西山電力・ガス事業部長、後藤電力・ガス事業部政策課長、高橋原子力政策課長、中西原子力立地・核燃料サイクル産業課長、渡邊放射性廃棄物等対策室長、和田原子力地域広報対策室長

議事概要

(1)放射性廃棄物小委員会報告書中間とりまとめ(案)について

  • 事務局より、「放射性廃棄物小委員会報告書中間とりまとめ(案)~最終処分事業を推進するための強化策について~」に対するパブリックコメントにおいて寄せられた御意見の概要及びそれに対する考え方と、当該報告書中間とりまとめの修正案について説明。
  • パブリックコメントにおいては、一般の方々にもこの報告書をよく読んでいただき、建設的な意見を寄せていただくことができた、との印象を受けた。
  • 著しく事実に反するビラなどの情報に対しては、機敏かつ的確に情報に反論していくことが重要。原子力に明るい人から見れば、荒唐無稽であっても、一般の方から見れば信用されて一人歩きしてしまう恐れもある。
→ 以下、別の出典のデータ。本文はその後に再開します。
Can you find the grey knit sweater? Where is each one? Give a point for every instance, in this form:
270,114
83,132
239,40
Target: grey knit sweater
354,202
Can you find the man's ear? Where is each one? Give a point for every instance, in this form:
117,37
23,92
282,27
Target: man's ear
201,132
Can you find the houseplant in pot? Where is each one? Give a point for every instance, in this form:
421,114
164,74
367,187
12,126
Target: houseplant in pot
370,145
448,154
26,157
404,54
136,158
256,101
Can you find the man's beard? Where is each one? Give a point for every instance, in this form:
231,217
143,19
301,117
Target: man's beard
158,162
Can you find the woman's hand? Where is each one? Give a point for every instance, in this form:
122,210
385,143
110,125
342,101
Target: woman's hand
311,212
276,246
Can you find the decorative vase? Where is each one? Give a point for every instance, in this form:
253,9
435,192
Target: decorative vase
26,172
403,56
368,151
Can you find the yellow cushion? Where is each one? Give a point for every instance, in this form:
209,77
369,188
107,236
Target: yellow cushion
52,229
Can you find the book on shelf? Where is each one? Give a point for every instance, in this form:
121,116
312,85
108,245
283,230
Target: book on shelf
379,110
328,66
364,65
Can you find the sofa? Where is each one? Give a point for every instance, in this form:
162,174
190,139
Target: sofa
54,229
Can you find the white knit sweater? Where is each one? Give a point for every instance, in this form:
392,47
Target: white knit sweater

    →「事実と異なる記述に対する反論をするため、これまでの反省から関係機関にまたがる対策チームを設置したところであり、対応を強化していく」旨、NUMOより回答。

  • 廃棄体の回収可能性については、フランスでも具体的な検討はまだ進んでおらず、言葉が一人歩きしている感がある。現行の日本の安全規制においても、処分場の閉鎖までの間は、回収可能性を維持することが必要とされている。処分場の閉鎖後の回収可能性については、軽々に言及できないが、今後の議論を安全規制だけに委ねるのか、政策的な観点からも検討を行うのか。放射性廃棄物処分技術ワーキンググループにおいても議論に着手してはどうか。
  • 中間とりまとめ(案)については、正式に小委員会了承となった。

(2)「特定放射性廃棄物の最終処分に関する基本方針」及び「特定放射性廃棄物の最終処分に関する計画」の改定について

  • 事務局より、放射性廃棄物小委員会の今後の審議事項と、「特定放射性廃棄物の最終処分に関する基本方針」及び「特定放射性廃棄物の最終処分に関する計画」の改定の論点について説明。
  • 基本方針においては、最終処分の必要性、喫緊性についての記述があるが、最終処分の重要性がさらに高まっていることから、国のエネルギー政策を推進していく上で極めて重要な課題である、という位置付けをすべき。その上で国、NUMO、電気事業者等が一体となって最大限取り組むといった決意を書くべきではないか。
  • 電源三法交付金については、立地市町村だけでなく、周辺市町村や都道府県を視野に入れた措置を打ち出すとともに、国の取組をどのように持続するかという点を明確化すべき。交付金の理念等についても明確に書くべきではないか。
  • 最終処分計画での処分スケジュールについては、非常に厳しい状況になってはいるものの、現在の最終処分計画をベースとして強化策を審議してきたものであるから、最終処分の開始時期は安易に遅らせるべきではない。現行の平成40年代後半という目標はしっかりと守って、最大限の努力をしていくべき。
  • 最終処分事業の開始は我々の決意でもあるので、動かすべきでない。しかし、現状に照らしてみれば、平成20年代前半の精密調査地区選定は現実的にシビアなので、途中の選定段階等の目標については、事業の進展に合わせて見直すこととすればよい。
  • 高レベル放射性廃棄物及びTRU廃棄物の併置処分、単独処分の場合における処分スケジュールの取扱いについて検討が必要。
  • 技術開発に関する事項について、推進の前提には安全確保があり、両者は切っても切り離せない関係にあるので、関係機関が有機的なつながりを持って研究開発を進める必要があるという視点が必要。
  • 技術開発の成果がNUMOの最終処分事業に円滑に活用されることが重要なので、研究開発の計画性について盛り込む必要があるのではないか。
  • 技術開発について、関係機関を一段高い所から俯瞰して進めていくべき、というメッセージを盛り込むべき。
  • 技術開発については、地層処分の技術的な研究開発だけでなく、社会的側面、受容性など、国民の理解促進につながるような事項についても盛り込むべきではないか。
  • 次回の小委員会において、基本方針、最終処分計画の改定案を審議することとなった。

(3)TRU廃棄物の最終処分費用、拠出金単価について

  • 事務局より、TRU廃棄物の最終処分費用、拠出金単価について説明。
  • 算定結果の提示に当たっては、これまで議論されてきたことを踏まえて、大きく異なる点に重点を置いてまとめていただきたい。
  • 次回以降、TRU廃棄物の最終処分費用、拠出金単価の算定結果について提示していくこととなった。

(4)その他

  • 第14回小委員会については、日程調整中である旨連絡。